Una missione spaziale europea ha scoperto un sistema di risonanza orbitale che racconta agli astronomi la formazione e l’evoluzione dei sistemi planetari.
L’Agenzia spaziale europea (ESA) sta attualmente portando avanti una serie di missioni volte alla scoperta e allo studio degli esopianeti, cioè dei pianeti situati al di fuori del nostro sistema solare.
Una di queste missioni, la Cheops (CHAracterizing ExOPlanet Satellite), ha rivelato un nuovo sistema planetario situato a circa cento anni luce dalla Terra.
Questa scoperta è importante perché può raccontarci la composizione delle atmosfere degli esopianeti e aiutare gli scienziati a comprendere meglio le proprietà della Terra.
Khufu ha scoperto che la stella, chiamata HD110067, ha almeno sei pianeti nella sua orbita, e la configurazione orbitale di questi pianeti mostra che il sistema è rimasto pressoché invariato dalla sua formazione più di un miliardo di anni fa.
“Crediamo che solo l’1% di tutti i sistemi rimanga in risonanza”.afferma Raphael Luke, del Dipartimento di Astronomia dell’Università di Chicago. Ecco perché HD110067 è speciale e merita ulteriori studi.
“Ci mostra la formazione originale di un sistema planetario intatto”. Specifica.
I cali di luminosità della stella sono stati rilevati per la prima volta dal Transiting Exoplanet Survey Satellite (TESS) della NASA nel 2020 e sono un segno che potrebbero esserci pianeti che passano tra la stella e la nostra visione della sua luce.
Inizialmente, gli astronomi pensavano che i dati rivelassero due possibili pianeti in orbita attorno a loro. All’epoca si trattava di due pianeti molto specifici, ma due anni dopo, nuovi dati di TESS indicarono che questa ipotesi non aveva senso e che si trattava di due possibili pianeti diversi.
“È stato allora che abbiamo deciso di utilizzare Khufu. Siamo andati alla ricerca di segnali tra tutti i possibili periodi di tempo che questi pianeti potevano attraversare.”“, spiega Rafael Luque.

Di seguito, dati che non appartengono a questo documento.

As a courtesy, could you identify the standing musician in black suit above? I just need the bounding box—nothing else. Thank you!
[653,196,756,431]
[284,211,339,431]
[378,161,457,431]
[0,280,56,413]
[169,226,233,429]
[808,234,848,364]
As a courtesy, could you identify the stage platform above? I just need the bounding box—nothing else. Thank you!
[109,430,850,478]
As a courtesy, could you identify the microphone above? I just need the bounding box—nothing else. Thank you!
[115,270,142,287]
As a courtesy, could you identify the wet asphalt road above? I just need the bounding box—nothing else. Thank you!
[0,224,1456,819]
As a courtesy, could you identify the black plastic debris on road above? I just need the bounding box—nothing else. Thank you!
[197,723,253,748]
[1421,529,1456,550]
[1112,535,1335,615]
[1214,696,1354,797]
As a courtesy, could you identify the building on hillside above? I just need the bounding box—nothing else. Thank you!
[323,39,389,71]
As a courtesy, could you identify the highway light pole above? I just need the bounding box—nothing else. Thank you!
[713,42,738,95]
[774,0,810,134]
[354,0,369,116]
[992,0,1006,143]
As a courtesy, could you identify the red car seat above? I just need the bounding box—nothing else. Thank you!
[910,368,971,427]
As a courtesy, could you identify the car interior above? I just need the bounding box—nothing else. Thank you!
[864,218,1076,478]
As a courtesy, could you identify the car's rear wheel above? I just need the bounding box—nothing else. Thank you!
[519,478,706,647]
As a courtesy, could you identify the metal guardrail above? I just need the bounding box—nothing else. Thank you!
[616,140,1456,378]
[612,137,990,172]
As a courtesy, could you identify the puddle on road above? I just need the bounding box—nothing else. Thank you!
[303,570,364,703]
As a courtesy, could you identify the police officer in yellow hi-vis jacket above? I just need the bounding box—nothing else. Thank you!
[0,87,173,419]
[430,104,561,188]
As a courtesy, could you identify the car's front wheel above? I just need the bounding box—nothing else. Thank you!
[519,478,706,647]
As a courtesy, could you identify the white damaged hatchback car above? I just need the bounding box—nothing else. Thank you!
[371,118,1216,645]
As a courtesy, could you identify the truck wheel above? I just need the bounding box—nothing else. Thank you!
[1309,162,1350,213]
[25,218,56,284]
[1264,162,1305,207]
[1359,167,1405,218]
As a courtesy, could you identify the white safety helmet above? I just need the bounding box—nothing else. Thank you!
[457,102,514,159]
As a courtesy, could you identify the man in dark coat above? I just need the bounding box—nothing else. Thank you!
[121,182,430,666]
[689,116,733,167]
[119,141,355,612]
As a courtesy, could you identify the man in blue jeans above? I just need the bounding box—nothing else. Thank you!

Pianeti in “risonanza orbitale”
I pianeti sono in risonanza orbitale, il che significa che i loro periodi orbitali possono essere espressi come rapporto tra due numeri interi.
Nel caso di HD110067, l’orbita del pianeta più esterno dura 20.519 giorni, circa 1,5 volte il periodo orbitale del pianeta successivo, che dura 13.673 giorni. Quest’ultimo, a sua volta, è circa 1,5 volte il periodo orbitale del pianeta interno, che è di 9.114 giorni.
Confrontando questi dati con quelli che non sono stati ancora spiegati, il team è riuscito a identificare altri tre pianeti nel sistema.
“Khufu ci ha dato questa configurazione risonante che ci ha permesso di prevedere tutti gli altri periodi. Senza questa rivelazione di Khufu, questo sarebbe stato impossibile.”Affidati a Rafael Luque.
I sistemi planetari con risonanza orbitale sono molto rari, perché nella stragrande maggioranza dei casi la normale evoluzione delle orbite planetarie è stata interrotta. Ciò potrebbe essere dovuto a un pianeta massiccio nel sistema che colpisce i pianeti più piccoli con la sua gravità maggiore, a una collisione vicina con una stella di passaggio o addirittura a una collisione con un pianeta.
“Come dice il nostro team scientifico: con Cheope, le scoperte straordinarie sembrano ordinarie. Dei tre sistemi risonanti conosciuti di sei pianeti, questa è la seconda scoperta di Cheope, e in soli tre anni di attività.”Lo conferma Maximilian Günther, direttore scientifico del progetto Khufu presso l’Agenzia spaziale europea.
Altre missioni ESA dedicate agli esopianeti sono Platone e Ariel.
Il lancio di PLATO è previsto nel 2026 e utilizzerà la sua gamma di fotocamere per studiare esopianeti simili alla Terra in orbite che raggiungono la zona abitabile di stelle simili al Sole, misurare le dimensioni dei pianeti e rilevare esolune, o lune extrasolari, e i loro anelli circostanti.
Ariel, il cui lancio è previsto per il 2029, analizzerà la composizione chimica delle atmosfere degli esopianeti.
I risultati di queste tre missioni dovrebbero rivelare la natura degli esopianeti e dei loro sistemi e dirci quanto sia unico il nostro sistema solare.